AMCL continues to have access to local wholesale funding, and it has unutilized credit lines that are sufficient to cover gaps arising from the mismatches in the maturities of its assets and liabilities. AMCL's external borrowings and borrowings channelled through .its parent accounted for 64% and 10% respectively of total assets at end-1H14 (end-2013: 37% and 33%). The high proportion of borrowings could lead to liquidity pressure in the event AMCL is unable to source such funding directly or through the parent. Fitch's view is that liquidity can erode rapidly in times of stress.

AMCL's deposit base of Rs 657 million accounted only for 14% of its total funding at end-1H14 (end-2013: 6.5%; end-2012: 0.1%) and has a relatively high deposit concentration. Fitch does not expect the share of deposit funding to increase given AMCL's management intends to continue to rely on wholesale funding.


AMCL's reported regulatory gross NPL ratio stood at 2.1% at end-2013, better than the industry average of 6.7%. However, Fitch expects the NPL ratio to increase due to the challenging operating environment and as the loan book seasons.

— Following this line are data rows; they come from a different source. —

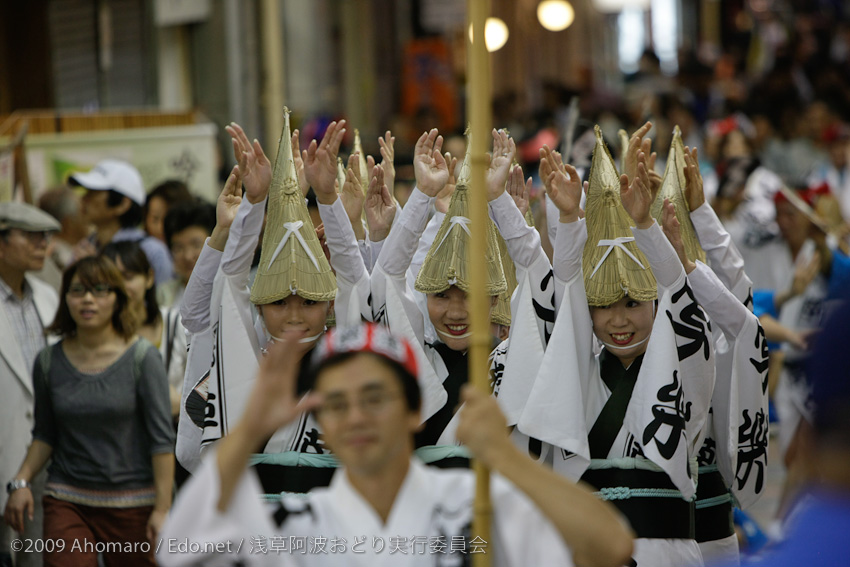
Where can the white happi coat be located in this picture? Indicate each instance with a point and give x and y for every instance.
(399, 306)
(225, 346)
(737, 427)
(336, 526)
(665, 420)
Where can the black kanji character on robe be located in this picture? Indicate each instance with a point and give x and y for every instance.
(762, 362)
(707, 453)
(752, 449)
(546, 312)
(633, 448)
(675, 416)
(312, 440)
(694, 326)
(497, 370)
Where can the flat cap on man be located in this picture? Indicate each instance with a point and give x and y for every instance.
(26, 217)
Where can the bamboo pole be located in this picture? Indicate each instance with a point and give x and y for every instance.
(273, 86)
(480, 117)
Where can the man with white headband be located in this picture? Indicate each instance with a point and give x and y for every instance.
(383, 507)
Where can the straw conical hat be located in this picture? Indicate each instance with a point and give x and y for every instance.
(501, 314)
(292, 261)
(446, 265)
(673, 188)
(613, 265)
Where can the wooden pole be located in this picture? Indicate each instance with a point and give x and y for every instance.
(273, 84)
(480, 117)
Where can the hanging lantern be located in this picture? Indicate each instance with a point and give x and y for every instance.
(495, 34)
(555, 15)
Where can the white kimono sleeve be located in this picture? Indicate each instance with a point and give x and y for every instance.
(392, 300)
(218, 539)
(195, 307)
(722, 254)
(352, 301)
(222, 358)
(196, 315)
(740, 395)
(532, 307)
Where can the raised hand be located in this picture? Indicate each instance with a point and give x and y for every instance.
(637, 195)
(672, 229)
(562, 183)
(387, 144)
(694, 193)
(429, 165)
(255, 169)
(320, 162)
(519, 191)
(637, 143)
(380, 206)
(299, 162)
(352, 195)
(274, 403)
(444, 197)
(655, 178)
(504, 150)
(229, 200)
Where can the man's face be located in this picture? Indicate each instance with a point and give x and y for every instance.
(96, 210)
(24, 251)
(364, 415)
(186, 247)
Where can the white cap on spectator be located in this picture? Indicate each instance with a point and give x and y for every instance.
(118, 176)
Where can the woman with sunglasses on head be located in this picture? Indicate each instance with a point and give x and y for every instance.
(159, 325)
(102, 417)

The company has been shifting towards providing financing for more non-AMW brand vehicles as it seeks to expand its loan book while increasing its market share of AMW products. AMW brand vehicles remain a significant part of its loan portfolio as at December 2013.

Fitch expects AMCL's capitalization to continue to decline due to its expanding operations but to remain at a satisfactory level for its current rating. Fitch may take positive rating action if AMCL develops its franchise, both in funding and lending, while maintaining its financial profile relative to higher-rated peers.

Deterioration in the company's liquidity profile, asset quality, or capitalization to levels below its peers would place downward pressure on AMCL's rating.